In the lecture video, they go on to name this new value, but this is covered later in the lecture, so I am not writing it down a second time.


Removing the data can be done using the numbers of the rows and columns.


Removing Rows

mtcars[-1,] #Delete the first row
mtcars_new <- mtcars[-c(1:5),] #Delete the first five rows and store them in mtcars_new
mtcars_new


Removing Columns

mtcars[,-4] #Delete the 4th column


Removing Rows and Columns

mtcars[-5,-6] #Remove the 5th row and the 6th column

Specific filtering criteria can be applied if a specific type of data can be removed


Filtering

Using Conditional Operators:

mtcars[mtcars$mpg>20,] #dataframe where the value of mpg is greater than 20
mtcars[mtcars$am==1 & mtcars$mpg>20,] #dataframe where the value of am = 1 and the value of mpg>20


Using subset() function

subset(mtcars, am==0 & mpg>20) #dataframe where am = 0 and mpg is greater than 20

NA Values

After subsetting dataframes or filtering, we may perform a subsequent analysis. If there is NA values in the input vector, we might want to tell R to ignore NA

c(1,4,6,NA,9)
## [1]  1  4  6 NA  9
mean(c(1,4,6,NA,9))
## [1] NA
mean(c(1,4,6,NA,9), na.rm = TRUE) #using na.rm
## [1] 5

in a table, you can use na.omit()


Names

You can set both the row and column names of matrices using:

x <- c(1, 2, "TRUE", "FALSE")
dim(x) <- c(2,2)
x
##      [,1] [,2]   
## [1,] "1"  "TRUE" 
## [2,] "2"  "FALSE"
colnames(x) <- c("col1","col2") #Naming with colnames
rownames(x) <- c("row1","row2") #Naming with rownames
x
##      col1 col2   
## row1 "1"  "TRUE" 
## row2 "2"  "FALSE"
dimnames(x) <- list(c("row-A","row-B"), c("col-A","col-B")) #Naming with dimnames
x
##       col-A col-B  
## row-A "1"   "TRUE" 
## row-B "2"   "FALSE"

Factor

Factors are useful for representing categorical data. In general, factors are sequences of integers with associated labels

x <- factor(c("yes", "yes", "no", "yes", "no"))
x
## [1] yes yes no  yes no 
## Levels: no yes
class(x)
## [1] "factor"
table(x) #table outputs the count of factor
## x
##  no yes 
##   2   3

Factor Levels

The default ordering of levels of factor is alphabetical. You can set the order using the levels argument

x <- factor(c("yes", "yes", "no", "yes", "no"))
x
## [1] yes yes no  yes no 
## Levels: no yes
x <- factor(c("yes", "yes", "no", "yes", "no"), levels = c("yes", "no"))
x
## [1] yes yes no  yes no 
## Levels: yes no

Tables

Tables are usually created using table()

The first argument of table() is either a factor or a list of factors

Table is used to computer a contingency table. It will count the frequency of each value.

table(c(5,5,4,5,3,11,11))
## 
##  3  4  5 11 
##  1  1  3  2
table(mtcars$cyl) #count of each kind of cylinder in mtcars
## 
##  4  6  8 
## 12  7 14

The table can then be turned into a dataframe.

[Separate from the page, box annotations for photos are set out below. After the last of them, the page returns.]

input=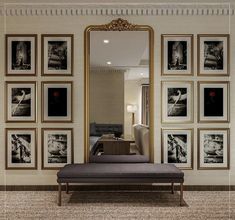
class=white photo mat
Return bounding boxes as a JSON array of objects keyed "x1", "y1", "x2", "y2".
[
  {"x1": 161, "y1": 81, "x2": 194, "y2": 123},
  {"x1": 162, "y1": 35, "x2": 193, "y2": 75},
  {"x1": 198, "y1": 128, "x2": 229, "y2": 169},
  {"x1": 6, "y1": 81, "x2": 36, "y2": 122},
  {"x1": 198, "y1": 81, "x2": 229, "y2": 122},
  {"x1": 42, "y1": 35, "x2": 73, "y2": 75},
  {"x1": 42, "y1": 128, "x2": 73, "y2": 169},
  {"x1": 6, "y1": 128, "x2": 37, "y2": 169},
  {"x1": 42, "y1": 82, "x2": 72, "y2": 122},
  {"x1": 198, "y1": 35, "x2": 229, "y2": 76},
  {"x1": 7, "y1": 35, "x2": 37, "y2": 76},
  {"x1": 162, "y1": 129, "x2": 193, "y2": 169}
]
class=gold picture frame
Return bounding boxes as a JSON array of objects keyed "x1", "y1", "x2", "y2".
[
  {"x1": 5, "y1": 128, "x2": 37, "y2": 170},
  {"x1": 197, "y1": 128, "x2": 230, "y2": 170},
  {"x1": 161, "y1": 128, "x2": 194, "y2": 170},
  {"x1": 5, "y1": 81, "x2": 37, "y2": 123},
  {"x1": 161, "y1": 34, "x2": 194, "y2": 76},
  {"x1": 5, "y1": 34, "x2": 37, "y2": 76},
  {"x1": 41, "y1": 128, "x2": 74, "y2": 170},
  {"x1": 197, "y1": 34, "x2": 230, "y2": 76},
  {"x1": 198, "y1": 81, "x2": 230, "y2": 123},
  {"x1": 161, "y1": 81, "x2": 194, "y2": 124},
  {"x1": 41, "y1": 34, "x2": 74, "y2": 76},
  {"x1": 41, "y1": 81, "x2": 73, "y2": 123}
]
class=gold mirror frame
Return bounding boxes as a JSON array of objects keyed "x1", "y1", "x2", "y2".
[{"x1": 84, "y1": 18, "x2": 154, "y2": 163}]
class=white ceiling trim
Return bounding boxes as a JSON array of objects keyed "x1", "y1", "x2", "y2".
[{"x1": 0, "y1": 3, "x2": 235, "y2": 16}]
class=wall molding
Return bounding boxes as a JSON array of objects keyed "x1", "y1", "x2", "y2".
[
  {"x1": 0, "y1": 3, "x2": 235, "y2": 16},
  {"x1": 0, "y1": 184, "x2": 235, "y2": 191}
]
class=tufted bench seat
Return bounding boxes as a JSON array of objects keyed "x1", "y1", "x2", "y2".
[{"x1": 57, "y1": 163, "x2": 184, "y2": 206}]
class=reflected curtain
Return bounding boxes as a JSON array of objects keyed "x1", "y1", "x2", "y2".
[{"x1": 141, "y1": 84, "x2": 149, "y2": 125}]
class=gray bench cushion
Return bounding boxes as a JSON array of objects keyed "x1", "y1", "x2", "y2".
[
  {"x1": 57, "y1": 163, "x2": 184, "y2": 182},
  {"x1": 89, "y1": 155, "x2": 149, "y2": 163}
]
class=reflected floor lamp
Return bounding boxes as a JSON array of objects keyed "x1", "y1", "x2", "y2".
[{"x1": 126, "y1": 104, "x2": 137, "y2": 126}]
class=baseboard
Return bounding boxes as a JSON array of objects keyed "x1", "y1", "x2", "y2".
[{"x1": 0, "y1": 184, "x2": 235, "y2": 191}]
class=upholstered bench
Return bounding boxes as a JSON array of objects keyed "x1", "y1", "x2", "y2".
[{"x1": 57, "y1": 163, "x2": 184, "y2": 206}]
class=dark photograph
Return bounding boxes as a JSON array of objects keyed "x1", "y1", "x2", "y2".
[
  {"x1": 48, "y1": 134, "x2": 67, "y2": 163},
  {"x1": 11, "y1": 134, "x2": 31, "y2": 163},
  {"x1": 204, "y1": 134, "x2": 223, "y2": 163},
  {"x1": 204, "y1": 41, "x2": 224, "y2": 70},
  {"x1": 167, "y1": 134, "x2": 187, "y2": 163},
  {"x1": 48, "y1": 88, "x2": 68, "y2": 116},
  {"x1": 11, "y1": 41, "x2": 31, "y2": 70},
  {"x1": 168, "y1": 41, "x2": 187, "y2": 70},
  {"x1": 167, "y1": 88, "x2": 187, "y2": 117},
  {"x1": 204, "y1": 88, "x2": 224, "y2": 117},
  {"x1": 11, "y1": 88, "x2": 31, "y2": 117},
  {"x1": 48, "y1": 41, "x2": 68, "y2": 70}
]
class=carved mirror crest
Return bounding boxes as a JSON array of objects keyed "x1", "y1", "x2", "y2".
[{"x1": 85, "y1": 18, "x2": 153, "y2": 162}]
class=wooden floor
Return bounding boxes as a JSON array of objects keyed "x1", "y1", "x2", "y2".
[{"x1": 0, "y1": 191, "x2": 235, "y2": 220}]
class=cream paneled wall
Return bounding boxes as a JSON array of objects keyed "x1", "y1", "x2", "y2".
[{"x1": 0, "y1": 6, "x2": 235, "y2": 185}]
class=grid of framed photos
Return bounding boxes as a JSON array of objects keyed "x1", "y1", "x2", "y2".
[
  {"x1": 5, "y1": 34, "x2": 73, "y2": 170},
  {"x1": 161, "y1": 34, "x2": 230, "y2": 170}
]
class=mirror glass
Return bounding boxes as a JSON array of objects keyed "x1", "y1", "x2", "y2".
[{"x1": 88, "y1": 21, "x2": 150, "y2": 162}]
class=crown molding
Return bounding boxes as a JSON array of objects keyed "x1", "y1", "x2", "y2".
[{"x1": 0, "y1": 3, "x2": 235, "y2": 16}]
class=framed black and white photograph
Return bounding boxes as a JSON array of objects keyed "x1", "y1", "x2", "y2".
[
  {"x1": 162, "y1": 81, "x2": 193, "y2": 123},
  {"x1": 5, "y1": 128, "x2": 37, "y2": 170},
  {"x1": 198, "y1": 34, "x2": 229, "y2": 76},
  {"x1": 41, "y1": 34, "x2": 73, "y2": 76},
  {"x1": 5, "y1": 81, "x2": 36, "y2": 122},
  {"x1": 198, "y1": 128, "x2": 230, "y2": 170},
  {"x1": 42, "y1": 81, "x2": 73, "y2": 122},
  {"x1": 42, "y1": 128, "x2": 73, "y2": 169},
  {"x1": 162, "y1": 128, "x2": 193, "y2": 169},
  {"x1": 161, "y1": 34, "x2": 193, "y2": 76},
  {"x1": 6, "y1": 34, "x2": 37, "y2": 76},
  {"x1": 198, "y1": 81, "x2": 229, "y2": 122}
]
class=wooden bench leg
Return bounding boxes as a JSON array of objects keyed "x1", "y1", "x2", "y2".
[
  {"x1": 180, "y1": 183, "x2": 183, "y2": 206},
  {"x1": 58, "y1": 183, "x2": 61, "y2": 206},
  {"x1": 171, "y1": 183, "x2": 174, "y2": 194},
  {"x1": 66, "y1": 183, "x2": 69, "y2": 194}
]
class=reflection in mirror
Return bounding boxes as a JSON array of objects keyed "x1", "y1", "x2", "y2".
[{"x1": 85, "y1": 19, "x2": 153, "y2": 162}]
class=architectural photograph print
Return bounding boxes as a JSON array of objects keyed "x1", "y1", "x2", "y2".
[
  {"x1": 198, "y1": 81, "x2": 229, "y2": 123},
  {"x1": 6, "y1": 81, "x2": 36, "y2": 122},
  {"x1": 161, "y1": 34, "x2": 193, "y2": 76},
  {"x1": 42, "y1": 82, "x2": 72, "y2": 122},
  {"x1": 162, "y1": 81, "x2": 193, "y2": 123},
  {"x1": 5, "y1": 128, "x2": 37, "y2": 170},
  {"x1": 6, "y1": 34, "x2": 37, "y2": 76},
  {"x1": 42, "y1": 128, "x2": 73, "y2": 169},
  {"x1": 162, "y1": 129, "x2": 193, "y2": 169},
  {"x1": 41, "y1": 34, "x2": 73, "y2": 76},
  {"x1": 198, "y1": 128, "x2": 229, "y2": 169},
  {"x1": 198, "y1": 34, "x2": 229, "y2": 76}
]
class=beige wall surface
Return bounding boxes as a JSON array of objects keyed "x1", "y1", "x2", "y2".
[
  {"x1": 0, "y1": 2, "x2": 235, "y2": 185},
  {"x1": 90, "y1": 70, "x2": 124, "y2": 124}
]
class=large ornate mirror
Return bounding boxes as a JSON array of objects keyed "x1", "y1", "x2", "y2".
[{"x1": 85, "y1": 18, "x2": 153, "y2": 162}]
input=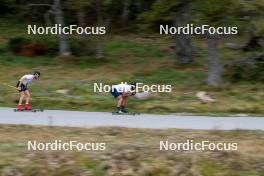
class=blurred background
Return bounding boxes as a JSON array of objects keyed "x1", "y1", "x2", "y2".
[
  {"x1": 0, "y1": 0, "x2": 264, "y2": 114},
  {"x1": 0, "y1": 0, "x2": 264, "y2": 176}
]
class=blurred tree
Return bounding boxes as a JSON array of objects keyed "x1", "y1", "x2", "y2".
[
  {"x1": 193, "y1": 0, "x2": 240, "y2": 87},
  {"x1": 28, "y1": 0, "x2": 71, "y2": 56}
]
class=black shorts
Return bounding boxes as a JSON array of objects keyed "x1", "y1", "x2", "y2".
[{"x1": 16, "y1": 81, "x2": 28, "y2": 92}]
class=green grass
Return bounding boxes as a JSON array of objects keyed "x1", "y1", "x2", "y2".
[{"x1": 0, "y1": 21, "x2": 264, "y2": 115}]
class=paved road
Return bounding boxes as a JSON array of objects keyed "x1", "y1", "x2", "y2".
[{"x1": 0, "y1": 108, "x2": 264, "y2": 130}]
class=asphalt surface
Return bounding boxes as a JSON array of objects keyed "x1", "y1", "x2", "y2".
[{"x1": 0, "y1": 108, "x2": 264, "y2": 130}]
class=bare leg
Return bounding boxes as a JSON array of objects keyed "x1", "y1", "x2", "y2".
[
  {"x1": 18, "y1": 92, "x2": 25, "y2": 105},
  {"x1": 25, "y1": 90, "x2": 30, "y2": 104}
]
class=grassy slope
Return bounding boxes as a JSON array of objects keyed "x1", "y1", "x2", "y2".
[
  {"x1": 0, "y1": 126, "x2": 264, "y2": 176},
  {"x1": 0, "y1": 23, "x2": 264, "y2": 115}
]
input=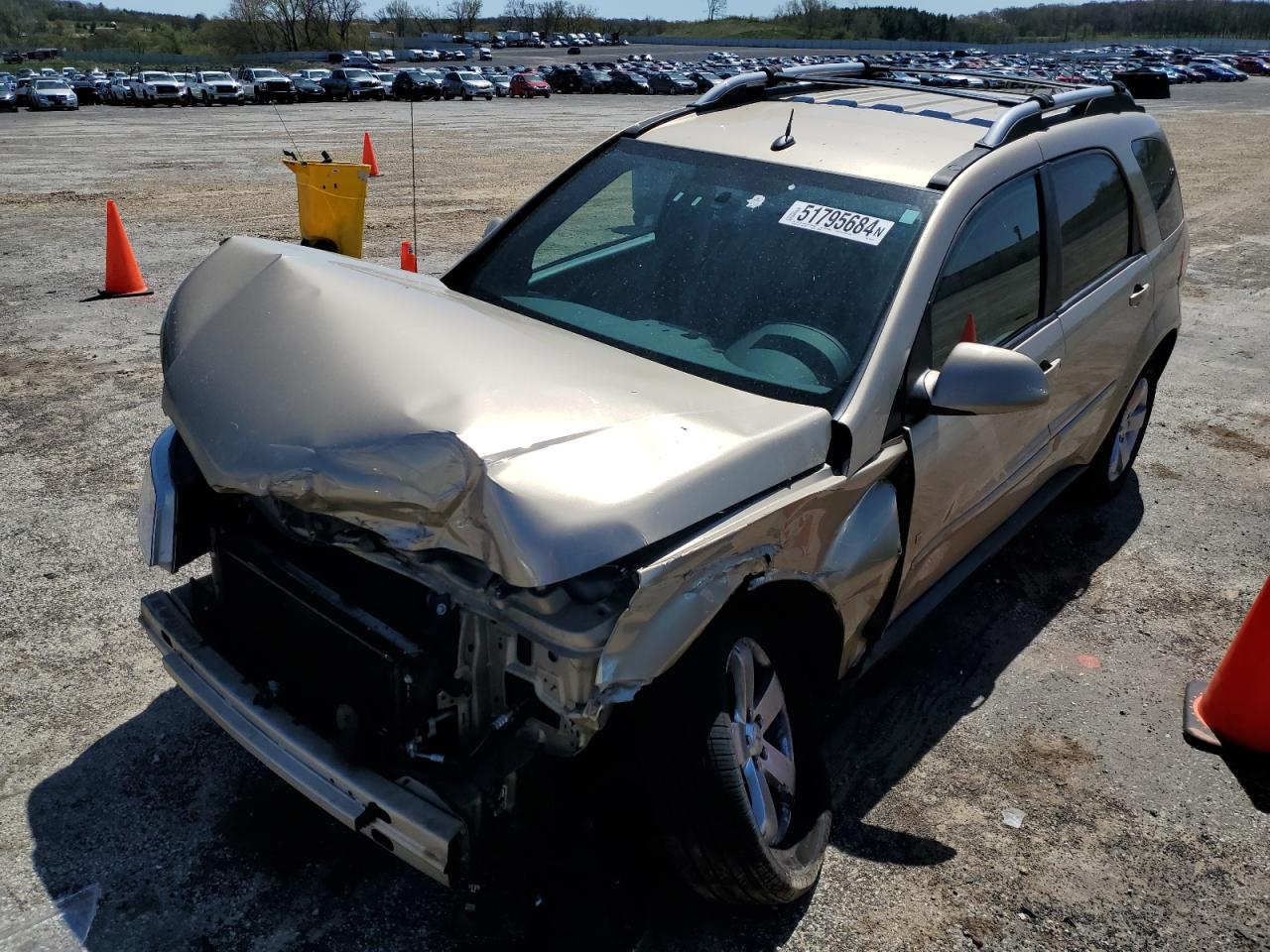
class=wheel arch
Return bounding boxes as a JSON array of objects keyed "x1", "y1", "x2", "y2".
[
  {"x1": 1143, "y1": 327, "x2": 1178, "y2": 381},
  {"x1": 710, "y1": 577, "x2": 845, "y2": 699}
]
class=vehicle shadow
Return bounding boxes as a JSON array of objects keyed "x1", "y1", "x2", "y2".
[{"x1": 27, "y1": 477, "x2": 1143, "y2": 952}]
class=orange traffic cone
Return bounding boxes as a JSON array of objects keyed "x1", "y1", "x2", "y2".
[
  {"x1": 957, "y1": 313, "x2": 979, "y2": 344},
  {"x1": 101, "y1": 199, "x2": 154, "y2": 298},
  {"x1": 401, "y1": 241, "x2": 419, "y2": 273},
  {"x1": 362, "y1": 132, "x2": 384, "y2": 178},
  {"x1": 1183, "y1": 579, "x2": 1270, "y2": 754}
]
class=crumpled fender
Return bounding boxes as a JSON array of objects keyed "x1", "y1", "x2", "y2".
[
  {"x1": 595, "y1": 444, "x2": 906, "y2": 701},
  {"x1": 162, "y1": 237, "x2": 829, "y2": 588}
]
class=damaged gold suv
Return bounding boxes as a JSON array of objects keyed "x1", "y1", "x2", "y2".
[{"x1": 141, "y1": 64, "x2": 1187, "y2": 902}]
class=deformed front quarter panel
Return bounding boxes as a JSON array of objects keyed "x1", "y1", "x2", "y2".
[{"x1": 597, "y1": 448, "x2": 904, "y2": 701}]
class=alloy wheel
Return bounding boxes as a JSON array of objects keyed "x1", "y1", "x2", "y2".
[
  {"x1": 1107, "y1": 377, "x2": 1151, "y2": 482},
  {"x1": 727, "y1": 639, "x2": 795, "y2": 845}
]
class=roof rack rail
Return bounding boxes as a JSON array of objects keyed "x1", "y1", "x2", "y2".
[{"x1": 694, "y1": 60, "x2": 1142, "y2": 150}]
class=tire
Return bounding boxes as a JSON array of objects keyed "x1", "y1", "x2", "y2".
[
  {"x1": 643, "y1": 611, "x2": 830, "y2": 905},
  {"x1": 1077, "y1": 367, "x2": 1157, "y2": 503}
]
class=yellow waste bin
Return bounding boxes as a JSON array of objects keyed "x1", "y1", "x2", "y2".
[{"x1": 282, "y1": 159, "x2": 371, "y2": 258}]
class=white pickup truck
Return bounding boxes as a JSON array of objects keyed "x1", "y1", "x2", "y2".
[
  {"x1": 190, "y1": 69, "x2": 246, "y2": 105},
  {"x1": 237, "y1": 66, "x2": 296, "y2": 103},
  {"x1": 131, "y1": 69, "x2": 185, "y2": 105}
]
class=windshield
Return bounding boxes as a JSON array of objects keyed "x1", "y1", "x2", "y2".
[{"x1": 452, "y1": 140, "x2": 938, "y2": 407}]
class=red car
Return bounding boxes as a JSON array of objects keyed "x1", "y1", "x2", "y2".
[{"x1": 511, "y1": 72, "x2": 552, "y2": 99}]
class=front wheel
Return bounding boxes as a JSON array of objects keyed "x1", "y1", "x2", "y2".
[
  {"x1": 1080, "y1": 371, "x2": 1156, "y2": 503},
  {"x1": 647, "y1": 612, "x2": 830, "y2": 905}
]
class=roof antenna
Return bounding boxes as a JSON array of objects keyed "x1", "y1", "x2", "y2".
[
  {"x1": 273, "y1": 103, "x2": 304, "y2": 163},
  {"x1": 772, "y1": 109, "x2": 794, "y2": 153}
]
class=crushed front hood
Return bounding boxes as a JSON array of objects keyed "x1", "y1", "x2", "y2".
[{"x1": 163, "y1": 237, "x2": 829, "y2": 586}]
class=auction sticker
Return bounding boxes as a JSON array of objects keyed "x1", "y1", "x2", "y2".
[{"x1": 780, "y1": 202, "x2": 895, "y2": 245}]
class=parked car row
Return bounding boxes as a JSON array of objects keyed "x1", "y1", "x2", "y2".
[{"x1": 0, "y1": 40, "x2": 1270, "y2": 112}]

as.data.frame(table(mtcars$cyl))

String Manipulation


Character String

R strings is a vector of length 1, with atomic class of “character”

"This is a string!"
## [1] "This is a string!"
class("This is a string!")
## [1] "character"
my.string <- "This is my first string" #strings can also be stored in variables

Common Functions

R has many functions to manipulate strings.


nchar() counts the number of characters

nchar("South Pole")
## [1] 10
length("South Pole") #because there is only one vector
## [1] 1
length(c("South Pole", "North Pole"))
## [1] 2


grep() searches for a given pattern within a string/vector of strings and returns the index

grep("Pole", "North Pole")
## [1] 1
grep("Pole", c("Equator", "North Pole", "South Pole"))
## [1] 2 3
grep("pole", c("Equator", "North Pole", "South Pole")) #grep is case-sensitive
## integer(0)


gsub() searches for a given pattern within a string/vector and replaces with the given string

gsub("Pole", "POLE", c("Equator", "North Pole", "South Pole"))
## [1] "Equator"    "North POLE" "South POLE"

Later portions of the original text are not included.